Unexceptional Seizure Potential of Tramadol or Its Enantiomers or Metabolites in Mice

• Published in: The Journal of pharmacology and experimental therapeutics Vol. 325; no. 2; pp. 500 - 506
• Main Authors: Raffa, Robert B, Stone, Jr, Dennis J
• Format: Journal Article
• Language: English
• Published: United States American Society for Pharmacology and Experimental Therapeutics 01.05.2008
• Subjects: Analgesics, Opioid - adverse effects; Analgesics, Opioid - therapeutic use; Animals; Codeine - adverse effects; Codeine - therapeutic use; Cytochrome P-450 CYP2D6 Inhibitors; Drug Interactions; Hot Temperature; Male; Mice; Mice, Inbred Strains; Morphine - adverse effects; Morphine - therapeutic use; Naloxone - adverse effects; Naloxone - pharmacology; Narcotic Antagonists - adverse effects; Narcotic Antagonists - pharmacology; Oxycodone - adverse effects; Oxycodone - therapeutic use; Pain - drug therapy; Quinidine - pharmacology; Reserpine - pharmacology; Seizures - chemically induced; Stereoisomerism; Tramadol - adverse effects; Tramadol - therapeutic use
• ISSN: 0022-3565; 1521-0103
• DOI: 10.1124/jpet.108.137273

Tramadol is one of the most widely used centrally acting analgesics worldwide. Because of its multimodal analgesic mechanism (opioid plus nonopioid), the adverse effects profile of tramadol, similar to its analgesic profile, can be atypical compared with single-mechanism opioid analgesics. The comparison is often favorable (e.g., less respiratory depression or abuse), but it is sometimes cited as unfavorable in regard to seizure potential. As part of a broader study of this analgesic, we compared seizure induction in mice produced by administration of tramadol, the enantiomers and metabolites [M1 ( O -desmethyl tramadol), M2 ( N -desmethyl tramadol), M3 ( N,N- didesmethyl tramadol), M4 ( O,N,N- tridesmethyl tramadol), and M5 ( O,N- didesmethyl tramadol)] of tramadol, and opioid and nonopioid reference compounds.
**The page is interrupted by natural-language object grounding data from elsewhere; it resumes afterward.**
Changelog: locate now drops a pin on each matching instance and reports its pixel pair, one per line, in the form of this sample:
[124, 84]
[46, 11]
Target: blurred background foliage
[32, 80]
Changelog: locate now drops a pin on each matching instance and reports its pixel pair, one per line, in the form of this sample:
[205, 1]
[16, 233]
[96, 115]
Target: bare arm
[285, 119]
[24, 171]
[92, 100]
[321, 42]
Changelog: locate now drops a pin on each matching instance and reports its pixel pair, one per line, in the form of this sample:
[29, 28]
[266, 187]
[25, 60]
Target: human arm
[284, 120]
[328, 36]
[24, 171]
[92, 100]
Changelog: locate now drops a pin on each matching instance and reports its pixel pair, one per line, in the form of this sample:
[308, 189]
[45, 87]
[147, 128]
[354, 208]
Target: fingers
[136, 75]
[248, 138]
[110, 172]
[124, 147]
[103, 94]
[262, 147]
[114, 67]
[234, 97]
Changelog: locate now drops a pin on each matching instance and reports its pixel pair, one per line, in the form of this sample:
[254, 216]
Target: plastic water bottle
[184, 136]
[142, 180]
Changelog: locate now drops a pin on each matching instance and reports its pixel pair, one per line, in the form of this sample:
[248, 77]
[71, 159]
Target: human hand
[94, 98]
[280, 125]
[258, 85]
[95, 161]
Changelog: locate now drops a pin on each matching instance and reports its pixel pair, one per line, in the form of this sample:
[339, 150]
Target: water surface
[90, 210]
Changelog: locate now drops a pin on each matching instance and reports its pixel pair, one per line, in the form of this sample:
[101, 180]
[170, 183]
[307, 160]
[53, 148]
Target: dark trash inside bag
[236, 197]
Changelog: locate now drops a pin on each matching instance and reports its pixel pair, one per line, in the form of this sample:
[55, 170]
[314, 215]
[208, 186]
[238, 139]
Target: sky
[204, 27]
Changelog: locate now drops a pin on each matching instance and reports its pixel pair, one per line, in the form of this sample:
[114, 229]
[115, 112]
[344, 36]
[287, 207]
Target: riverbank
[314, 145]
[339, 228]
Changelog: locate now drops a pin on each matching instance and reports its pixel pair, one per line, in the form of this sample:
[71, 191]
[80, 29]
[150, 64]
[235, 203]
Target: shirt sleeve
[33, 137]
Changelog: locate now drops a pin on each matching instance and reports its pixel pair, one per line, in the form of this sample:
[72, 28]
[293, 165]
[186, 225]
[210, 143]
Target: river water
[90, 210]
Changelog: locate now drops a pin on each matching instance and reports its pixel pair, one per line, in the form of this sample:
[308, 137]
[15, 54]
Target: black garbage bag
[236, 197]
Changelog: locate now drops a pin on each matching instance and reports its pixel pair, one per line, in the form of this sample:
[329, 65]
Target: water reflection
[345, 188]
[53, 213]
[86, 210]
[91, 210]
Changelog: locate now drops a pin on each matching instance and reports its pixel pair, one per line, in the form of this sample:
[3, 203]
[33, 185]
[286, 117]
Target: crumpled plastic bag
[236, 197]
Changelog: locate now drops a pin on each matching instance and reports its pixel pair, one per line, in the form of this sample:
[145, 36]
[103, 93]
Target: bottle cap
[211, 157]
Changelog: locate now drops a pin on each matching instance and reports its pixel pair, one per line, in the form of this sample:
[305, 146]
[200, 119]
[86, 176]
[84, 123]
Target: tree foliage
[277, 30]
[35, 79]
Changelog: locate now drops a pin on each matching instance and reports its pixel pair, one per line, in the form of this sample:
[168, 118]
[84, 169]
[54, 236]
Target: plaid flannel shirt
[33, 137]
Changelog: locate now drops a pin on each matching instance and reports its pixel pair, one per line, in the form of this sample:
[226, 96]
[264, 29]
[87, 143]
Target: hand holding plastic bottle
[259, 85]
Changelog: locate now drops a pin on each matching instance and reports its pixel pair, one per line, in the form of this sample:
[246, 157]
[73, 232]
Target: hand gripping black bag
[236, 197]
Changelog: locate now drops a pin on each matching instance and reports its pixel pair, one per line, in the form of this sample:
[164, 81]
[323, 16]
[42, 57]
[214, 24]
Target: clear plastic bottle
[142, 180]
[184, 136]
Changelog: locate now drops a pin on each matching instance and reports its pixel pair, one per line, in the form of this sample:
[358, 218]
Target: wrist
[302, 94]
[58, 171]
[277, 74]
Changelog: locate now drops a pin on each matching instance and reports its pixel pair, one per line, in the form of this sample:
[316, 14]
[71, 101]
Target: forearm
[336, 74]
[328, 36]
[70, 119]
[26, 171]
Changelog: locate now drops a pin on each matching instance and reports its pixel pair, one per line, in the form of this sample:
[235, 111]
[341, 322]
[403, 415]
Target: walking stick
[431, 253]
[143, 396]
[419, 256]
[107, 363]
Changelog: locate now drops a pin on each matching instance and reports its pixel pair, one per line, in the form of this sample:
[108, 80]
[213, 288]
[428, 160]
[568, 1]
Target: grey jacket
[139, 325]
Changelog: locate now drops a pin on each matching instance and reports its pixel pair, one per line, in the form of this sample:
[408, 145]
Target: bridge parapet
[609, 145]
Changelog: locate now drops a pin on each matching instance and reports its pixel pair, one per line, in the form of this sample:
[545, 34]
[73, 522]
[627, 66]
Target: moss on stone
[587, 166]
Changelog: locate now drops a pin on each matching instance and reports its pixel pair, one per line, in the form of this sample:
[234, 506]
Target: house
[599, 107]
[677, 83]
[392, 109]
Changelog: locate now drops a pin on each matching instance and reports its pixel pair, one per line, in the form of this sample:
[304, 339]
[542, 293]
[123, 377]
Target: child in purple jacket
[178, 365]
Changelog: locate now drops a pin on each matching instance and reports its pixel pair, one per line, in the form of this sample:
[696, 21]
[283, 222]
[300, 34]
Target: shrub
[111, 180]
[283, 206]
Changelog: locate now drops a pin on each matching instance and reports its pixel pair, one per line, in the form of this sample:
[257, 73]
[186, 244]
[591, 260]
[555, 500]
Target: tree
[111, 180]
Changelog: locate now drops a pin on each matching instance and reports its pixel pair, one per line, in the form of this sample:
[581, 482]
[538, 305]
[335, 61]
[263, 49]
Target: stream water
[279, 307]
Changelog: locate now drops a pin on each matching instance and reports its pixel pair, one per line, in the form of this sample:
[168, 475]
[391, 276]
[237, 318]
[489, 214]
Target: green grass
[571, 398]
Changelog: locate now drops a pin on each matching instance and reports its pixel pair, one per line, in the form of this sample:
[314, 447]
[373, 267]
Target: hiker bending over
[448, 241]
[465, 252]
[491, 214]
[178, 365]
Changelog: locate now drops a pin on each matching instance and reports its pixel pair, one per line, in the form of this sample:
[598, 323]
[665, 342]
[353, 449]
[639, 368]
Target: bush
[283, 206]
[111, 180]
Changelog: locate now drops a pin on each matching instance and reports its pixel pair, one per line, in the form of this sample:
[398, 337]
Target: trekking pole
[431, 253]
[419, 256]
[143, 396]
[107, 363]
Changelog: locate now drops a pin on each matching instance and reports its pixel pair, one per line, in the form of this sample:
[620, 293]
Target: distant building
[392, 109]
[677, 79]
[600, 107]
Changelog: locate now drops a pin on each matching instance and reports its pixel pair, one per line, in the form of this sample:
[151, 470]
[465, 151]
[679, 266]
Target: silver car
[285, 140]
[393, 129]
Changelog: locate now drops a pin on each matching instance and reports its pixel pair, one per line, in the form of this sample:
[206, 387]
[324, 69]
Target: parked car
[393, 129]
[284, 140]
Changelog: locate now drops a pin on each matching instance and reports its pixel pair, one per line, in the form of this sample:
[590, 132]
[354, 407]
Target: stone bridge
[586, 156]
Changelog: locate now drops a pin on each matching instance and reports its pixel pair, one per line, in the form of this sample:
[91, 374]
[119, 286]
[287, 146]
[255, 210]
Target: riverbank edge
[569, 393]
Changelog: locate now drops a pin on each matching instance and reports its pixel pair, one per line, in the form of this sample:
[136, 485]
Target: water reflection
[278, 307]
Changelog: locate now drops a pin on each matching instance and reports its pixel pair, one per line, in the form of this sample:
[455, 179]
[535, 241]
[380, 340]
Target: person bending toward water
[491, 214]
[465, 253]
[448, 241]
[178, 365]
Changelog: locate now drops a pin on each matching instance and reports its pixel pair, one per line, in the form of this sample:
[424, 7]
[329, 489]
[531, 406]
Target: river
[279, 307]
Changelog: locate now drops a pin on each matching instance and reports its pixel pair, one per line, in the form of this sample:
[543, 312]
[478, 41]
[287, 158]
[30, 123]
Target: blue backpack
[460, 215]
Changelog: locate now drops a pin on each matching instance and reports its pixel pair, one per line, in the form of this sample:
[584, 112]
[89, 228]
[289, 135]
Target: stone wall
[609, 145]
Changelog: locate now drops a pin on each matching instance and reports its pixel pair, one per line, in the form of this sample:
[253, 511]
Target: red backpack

We found that tramadol, its enantiomers, and M1 to M5 metabolites were of intermediate potency in this endpoint (on either a milligram per kilogram or millimole per kilogram basis). The SD 50 (estimated dose required to induce seizures in 50% of test group) of tramadol to antinociceptive ED 50 ratio was almost identical to that of codeine. The enantiomers of tramadol were about equipotent to tramadol on this endpoint. The M1 to M5 metabolites (and M1 enantiomers) of tramadol were less potent than tramadol. The relative potency of tramadol to opioids was not altered by quinidine (an inhibitor of CYP4502D6), noxious stimulus (48°C hot-plate), multiple dosing, or in reserpinized mice. Tramadol seizures were increased by naloxone, principally at high tramadol doses and due to an effect on the (–)enantiomer that overcame the opposite effect on the (+)enantiomer. No synergistic effect on seizure induction was observed between concomitant tramadol and codeine or morphine.